Applying Entropy Weight Method for Objective Weighting in TOPSIS
In multi-criteria decision making, determining the appropriate weights for criteria is a critical step. While subjective methods like the Analytic Hierarchy Process (AHP) are common, they rely heavily on expert judgment, introducing significant subjectivity.
To address this, the entropy weight method offers an objective approach for weight determination. The core principal is that an indicator with less variation (smaller variance or standard deviation) conveys less information and should thus be assigned a lower weight.
Information Content and Entropy
The amount of information an event conveys is inversely related to its probability: highly probable events contain little information, whereas improbable events contain significant information. Information entropy quantifies the expected value of this information content.
For the entropy weight method, a higher information entropy for a data column indicates less information content derived from that indicator.
Implementation Steps
- Preprocess the Data: Ensure the input decision matrix contains no negative values. This typically involves positive normalization and subsequent stanadrdization. All elements must be non-negative for probability calculations.
- Calculate Probability Distribution: For each indicator (column) (j), compute the probability (p_{ij}) that the (i)-th sample contributes to that indicator: [ p_{ij} = \frac{z_{ij}}{\sum_{i=1}^{n} z_{ij}} ] where (z_{ij}) is the standardized value for sample (i) and indicator (j).
- Compute Entropy and Weights:
- Calculate the information entropy (e_j) for the (j)-th indicator: [ e_j = -k \sum_{i=1}^{n} p_{ij} \ln(p_{ij}) ] where (k = 1 / \ln(n)) is a constant ensuring (0 \le e_j \le 1).
- Derive the information utility value (d_j = 1 - e_j). A larger (d_j) means the indicator provides more useful information.
- Normalize the utility values to obtain the final objective weights (w_j): [ w_j = \frac{d_j}{\sum_{j=1}^{m} d_j} ]
This method produces weights derived solely from the data's inherent structure.
MATLAB Code Example
The following function calculates entropy-based weights for an (n \times m) standardized matrix Z.
function weights = calculateEntropyWeights(Z)
% Calculates objective weights using the entropy method.
% Input: Z (n x m matrix), standardized and non-negative.

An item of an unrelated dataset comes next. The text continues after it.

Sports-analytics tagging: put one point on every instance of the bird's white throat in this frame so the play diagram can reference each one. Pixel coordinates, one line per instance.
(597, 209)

% Output: weights (1 x m row vector).
[numSamples, numIndicators] = size(Z);
utilityValues = zeros(1, numIndicators);
for idx = 1:numIndicators
colData = Z(:, idx);
probDist = colData / sum(colData);
entropyVal = -sum(probDist .* safeLog(probDist)) / log(numSamples);
utilityValues(idx) = 1 - entropyVal;
end
weights = utilityValues / sum(utilityValues);
end
function result = safeLog(inputVec)
% Returns 0 for log(0) to avoid NaN results.
n = length(inputVec);
result = zeros(n, 1);
for i = 1:n
if inputVec(i) == 0
result(i) = 0;
else
result(i) = log(inputVec(i));
end
end
end
Integration with TOPSIS and Considerations
The entropy weight method is primarily a technique for determining weights. It is commonly integrated with other decision-making models, such as TOPSIS, to provide an objective weighting component, thereby reducing reliance on subjective judgments.
Important Limitations:
- Being purely data-driven, the resulting weights may not always align with real-world expert knowledge or expectations.
- The calculated probabilities depend on the initial data standardization method. Different standardization techniques can lead to significantly different weight outcomes, as there is no universally agreed-upon standard in practice.